Başvuranlar görüşlerinde ısrar etmişlerdir.
Mahkeme belli bir davada şüphelinin yargılama süresince tutukluluk halinin makul bir süreyi aşmamasını sağlamanın ulusal yargının görevi olduğunu hatırlatır. Bu amaçla masumiyet karinesi ilkesine bağlı kalarak, kişisel özgürlüğe saygı kuralına uymamayı haklı çıkaran gerçek bir kamu yararı gereğinin mevcudiyetini destekleyen veya çürüten delilleri incelemeli ve bunları, serbest bırakılma başvurularına ilişkin kararlarında açıkça ortaya koymalıdırlar.
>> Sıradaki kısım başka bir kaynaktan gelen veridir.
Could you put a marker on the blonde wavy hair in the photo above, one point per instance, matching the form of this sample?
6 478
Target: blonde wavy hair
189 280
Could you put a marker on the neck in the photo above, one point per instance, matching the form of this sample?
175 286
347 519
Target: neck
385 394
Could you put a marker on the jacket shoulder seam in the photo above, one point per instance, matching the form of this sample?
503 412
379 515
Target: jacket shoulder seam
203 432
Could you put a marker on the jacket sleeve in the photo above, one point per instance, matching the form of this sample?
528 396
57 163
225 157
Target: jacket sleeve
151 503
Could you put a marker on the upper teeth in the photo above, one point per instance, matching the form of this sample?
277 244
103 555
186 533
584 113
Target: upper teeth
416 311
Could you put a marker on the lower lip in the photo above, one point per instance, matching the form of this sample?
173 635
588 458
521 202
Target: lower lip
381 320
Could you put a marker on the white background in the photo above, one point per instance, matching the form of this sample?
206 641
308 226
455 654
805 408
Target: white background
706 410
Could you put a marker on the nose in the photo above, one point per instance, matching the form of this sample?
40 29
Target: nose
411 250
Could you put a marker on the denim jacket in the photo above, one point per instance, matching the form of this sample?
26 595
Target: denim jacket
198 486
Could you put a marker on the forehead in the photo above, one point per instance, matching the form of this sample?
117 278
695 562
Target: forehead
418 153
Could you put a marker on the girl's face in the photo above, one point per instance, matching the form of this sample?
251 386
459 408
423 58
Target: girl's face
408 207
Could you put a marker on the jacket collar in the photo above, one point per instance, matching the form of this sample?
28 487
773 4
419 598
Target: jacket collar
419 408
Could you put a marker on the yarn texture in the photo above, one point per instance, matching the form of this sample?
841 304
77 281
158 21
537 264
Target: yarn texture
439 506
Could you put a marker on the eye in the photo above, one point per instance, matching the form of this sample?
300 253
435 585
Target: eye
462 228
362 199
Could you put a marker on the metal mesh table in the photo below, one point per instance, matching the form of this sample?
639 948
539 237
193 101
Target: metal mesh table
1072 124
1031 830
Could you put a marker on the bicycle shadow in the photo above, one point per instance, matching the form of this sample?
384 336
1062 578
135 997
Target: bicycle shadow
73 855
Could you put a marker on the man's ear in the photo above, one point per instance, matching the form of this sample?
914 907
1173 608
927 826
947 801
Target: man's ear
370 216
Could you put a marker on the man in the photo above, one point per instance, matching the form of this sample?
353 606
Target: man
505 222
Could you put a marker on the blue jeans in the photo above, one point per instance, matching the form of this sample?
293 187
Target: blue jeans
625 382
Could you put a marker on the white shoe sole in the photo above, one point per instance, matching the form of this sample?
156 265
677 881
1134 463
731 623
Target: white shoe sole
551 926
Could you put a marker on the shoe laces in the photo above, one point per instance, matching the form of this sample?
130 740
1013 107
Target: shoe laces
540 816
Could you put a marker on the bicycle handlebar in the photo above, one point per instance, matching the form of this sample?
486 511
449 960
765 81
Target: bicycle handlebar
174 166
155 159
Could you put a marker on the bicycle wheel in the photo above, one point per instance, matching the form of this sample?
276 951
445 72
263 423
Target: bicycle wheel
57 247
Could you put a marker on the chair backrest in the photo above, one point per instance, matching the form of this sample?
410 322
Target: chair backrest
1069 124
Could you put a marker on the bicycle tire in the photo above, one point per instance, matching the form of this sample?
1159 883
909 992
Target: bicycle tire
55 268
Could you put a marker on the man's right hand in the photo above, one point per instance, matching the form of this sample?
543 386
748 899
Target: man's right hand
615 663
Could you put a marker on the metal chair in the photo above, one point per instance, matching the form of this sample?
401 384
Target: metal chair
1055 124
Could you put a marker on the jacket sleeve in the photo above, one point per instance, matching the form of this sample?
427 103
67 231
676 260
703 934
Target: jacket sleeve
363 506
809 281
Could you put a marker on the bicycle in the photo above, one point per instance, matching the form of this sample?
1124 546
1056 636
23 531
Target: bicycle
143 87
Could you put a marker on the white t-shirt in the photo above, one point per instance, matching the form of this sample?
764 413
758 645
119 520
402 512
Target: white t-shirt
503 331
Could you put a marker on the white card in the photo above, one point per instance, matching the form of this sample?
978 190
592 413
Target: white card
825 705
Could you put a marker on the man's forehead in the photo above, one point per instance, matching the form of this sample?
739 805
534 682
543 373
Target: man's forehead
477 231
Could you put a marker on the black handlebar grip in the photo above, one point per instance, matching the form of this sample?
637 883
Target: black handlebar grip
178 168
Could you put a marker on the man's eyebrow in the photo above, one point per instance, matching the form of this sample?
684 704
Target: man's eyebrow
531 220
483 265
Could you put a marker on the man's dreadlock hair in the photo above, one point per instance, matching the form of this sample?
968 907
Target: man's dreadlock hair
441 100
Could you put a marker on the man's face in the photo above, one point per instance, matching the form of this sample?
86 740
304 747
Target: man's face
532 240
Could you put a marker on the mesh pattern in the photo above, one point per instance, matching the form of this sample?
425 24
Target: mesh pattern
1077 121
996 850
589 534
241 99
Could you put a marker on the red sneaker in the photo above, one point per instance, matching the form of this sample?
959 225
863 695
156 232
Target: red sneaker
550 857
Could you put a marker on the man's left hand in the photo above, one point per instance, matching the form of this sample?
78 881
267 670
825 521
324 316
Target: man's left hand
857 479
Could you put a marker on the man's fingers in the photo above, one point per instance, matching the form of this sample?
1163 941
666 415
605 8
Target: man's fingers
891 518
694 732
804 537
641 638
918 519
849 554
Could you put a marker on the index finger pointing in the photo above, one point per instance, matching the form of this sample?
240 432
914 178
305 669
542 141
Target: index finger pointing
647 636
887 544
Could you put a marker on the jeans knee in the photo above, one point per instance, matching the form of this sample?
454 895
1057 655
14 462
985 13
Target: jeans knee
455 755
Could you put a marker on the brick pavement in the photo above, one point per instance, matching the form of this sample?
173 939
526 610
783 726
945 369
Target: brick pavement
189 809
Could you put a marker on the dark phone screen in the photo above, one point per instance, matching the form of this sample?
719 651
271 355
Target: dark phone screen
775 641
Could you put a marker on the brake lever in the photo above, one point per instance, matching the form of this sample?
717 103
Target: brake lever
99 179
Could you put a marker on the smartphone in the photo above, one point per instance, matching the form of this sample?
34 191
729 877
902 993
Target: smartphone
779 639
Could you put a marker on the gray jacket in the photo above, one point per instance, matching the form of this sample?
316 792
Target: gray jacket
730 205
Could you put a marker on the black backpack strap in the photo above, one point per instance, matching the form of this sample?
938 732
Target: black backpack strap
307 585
Söz konusu kararlarda belirtilen nedenler ve itirazlarında başvuranlar tarafından ortaya konan saptanmış gerçekler temel alındığında AİHM, AİHSnin 5/3. maddesinin ihlal edilip edilmemiş olduğu hususunda bir karara varmalıdır (bkz. Sevgin ve İnce - Türkiye, no. 46262/99).
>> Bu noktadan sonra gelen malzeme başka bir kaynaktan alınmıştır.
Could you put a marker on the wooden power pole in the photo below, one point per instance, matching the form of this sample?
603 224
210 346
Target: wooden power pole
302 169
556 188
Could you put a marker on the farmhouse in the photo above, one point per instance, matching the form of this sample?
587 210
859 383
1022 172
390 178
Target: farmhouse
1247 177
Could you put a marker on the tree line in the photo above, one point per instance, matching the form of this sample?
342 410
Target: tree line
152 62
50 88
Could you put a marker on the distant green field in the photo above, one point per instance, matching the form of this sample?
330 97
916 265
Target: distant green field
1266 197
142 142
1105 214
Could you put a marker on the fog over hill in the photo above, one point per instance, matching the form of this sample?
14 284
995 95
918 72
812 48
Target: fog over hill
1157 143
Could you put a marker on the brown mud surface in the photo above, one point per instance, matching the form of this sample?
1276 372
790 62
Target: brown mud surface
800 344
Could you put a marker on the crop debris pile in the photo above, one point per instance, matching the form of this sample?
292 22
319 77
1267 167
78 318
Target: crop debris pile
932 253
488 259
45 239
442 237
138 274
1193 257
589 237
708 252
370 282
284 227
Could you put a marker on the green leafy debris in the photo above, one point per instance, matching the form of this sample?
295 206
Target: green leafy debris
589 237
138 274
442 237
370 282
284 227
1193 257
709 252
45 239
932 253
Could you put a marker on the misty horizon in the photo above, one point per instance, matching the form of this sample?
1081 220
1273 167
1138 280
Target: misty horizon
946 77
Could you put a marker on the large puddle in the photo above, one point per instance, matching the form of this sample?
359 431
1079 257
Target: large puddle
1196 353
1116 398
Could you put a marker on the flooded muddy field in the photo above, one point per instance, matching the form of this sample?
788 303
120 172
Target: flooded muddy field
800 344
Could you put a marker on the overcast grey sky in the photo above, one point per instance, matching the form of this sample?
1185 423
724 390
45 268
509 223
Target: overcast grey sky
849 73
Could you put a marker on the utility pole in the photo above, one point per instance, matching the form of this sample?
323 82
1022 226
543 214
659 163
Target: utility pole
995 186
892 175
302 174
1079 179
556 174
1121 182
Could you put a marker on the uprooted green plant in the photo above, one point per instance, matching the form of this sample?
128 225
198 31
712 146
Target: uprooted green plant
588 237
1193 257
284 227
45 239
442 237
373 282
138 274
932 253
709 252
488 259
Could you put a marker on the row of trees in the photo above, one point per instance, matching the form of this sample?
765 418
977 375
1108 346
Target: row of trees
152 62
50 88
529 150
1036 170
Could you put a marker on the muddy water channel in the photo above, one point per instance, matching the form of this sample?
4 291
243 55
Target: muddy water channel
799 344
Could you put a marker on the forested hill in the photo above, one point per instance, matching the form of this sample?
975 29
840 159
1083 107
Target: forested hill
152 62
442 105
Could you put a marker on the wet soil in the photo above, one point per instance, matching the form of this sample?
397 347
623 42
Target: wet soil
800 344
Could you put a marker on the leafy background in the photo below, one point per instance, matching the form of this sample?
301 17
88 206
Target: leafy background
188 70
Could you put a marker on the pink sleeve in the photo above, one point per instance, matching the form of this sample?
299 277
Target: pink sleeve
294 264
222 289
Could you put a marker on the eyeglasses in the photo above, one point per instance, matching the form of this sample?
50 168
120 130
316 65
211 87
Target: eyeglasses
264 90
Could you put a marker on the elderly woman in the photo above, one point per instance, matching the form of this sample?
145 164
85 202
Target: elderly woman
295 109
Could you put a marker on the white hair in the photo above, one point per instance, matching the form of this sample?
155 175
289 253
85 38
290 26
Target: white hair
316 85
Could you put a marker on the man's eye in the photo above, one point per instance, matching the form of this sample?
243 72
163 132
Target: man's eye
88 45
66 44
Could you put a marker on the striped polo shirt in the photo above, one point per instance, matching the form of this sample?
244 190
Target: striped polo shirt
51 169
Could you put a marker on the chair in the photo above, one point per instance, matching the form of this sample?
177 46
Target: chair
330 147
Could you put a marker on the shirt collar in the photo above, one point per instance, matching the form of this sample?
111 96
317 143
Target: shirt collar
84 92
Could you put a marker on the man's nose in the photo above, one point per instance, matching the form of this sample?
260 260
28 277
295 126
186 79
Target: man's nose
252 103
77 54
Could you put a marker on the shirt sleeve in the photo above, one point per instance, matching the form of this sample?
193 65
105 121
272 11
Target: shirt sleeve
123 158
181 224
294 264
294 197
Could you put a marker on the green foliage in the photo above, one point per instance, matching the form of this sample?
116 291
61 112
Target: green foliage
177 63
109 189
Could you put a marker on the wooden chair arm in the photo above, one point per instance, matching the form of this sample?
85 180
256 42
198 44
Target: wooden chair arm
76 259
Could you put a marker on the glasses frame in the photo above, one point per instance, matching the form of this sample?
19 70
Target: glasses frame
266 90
Yakalanan kişinin bir suç işlemiş olduğuna ilişkin makul şüphenin bulunması, sürekli tutuklu bulundurma işleminin geçerliliği için ilk koşuldur ancak, belirli bir süre sonra yeterli olmamaktadır; AİHM bu durumda adli makamlarca öne sürülen diğer gerekçelerin, kişinin özgürlüğünden mahrum bırakılmasını haklı çıkarmaya devam edip etmediğini tespit etmelidir (bkz., diğer içtihatlar arasında Ilijkov - Bulgaristan, no. 33977/96 ve Labita - İtalya (BD), no. 26772/95).
Birinci başvuranın tutukluluğu üç tutuklu yargılama döneminden oluşmaktadır ve toplamda 6 yıl 10 ay kadar sürmüştür. İkinci başvuranın tutukluluğu iki tutuklu yargılama döneminde toplam 6 yıl 4 ay kadar sürmüştür (tutuklu kalınan sürenin hesaplanması bakımından bkz. özellikle Solmaz - Türkiye, no 27561/02). Bu dönemlerde birinci derece mahkemesi kendi isteği ya da başvuranların talebi üzerine her duruşma sonunda başvuranların tutukluluk halini değerlendirmiştir. Ancak Mahkeme, dava dosyasına göre birinci derece mahkemesinin suçun niteliği ve delillerin durumu göz önüne alınarak gibi değişmeyen, basmakalıp ifadelerle başvuranların tutukluluğunun devamına karar vermiş olduğunu kaydeder.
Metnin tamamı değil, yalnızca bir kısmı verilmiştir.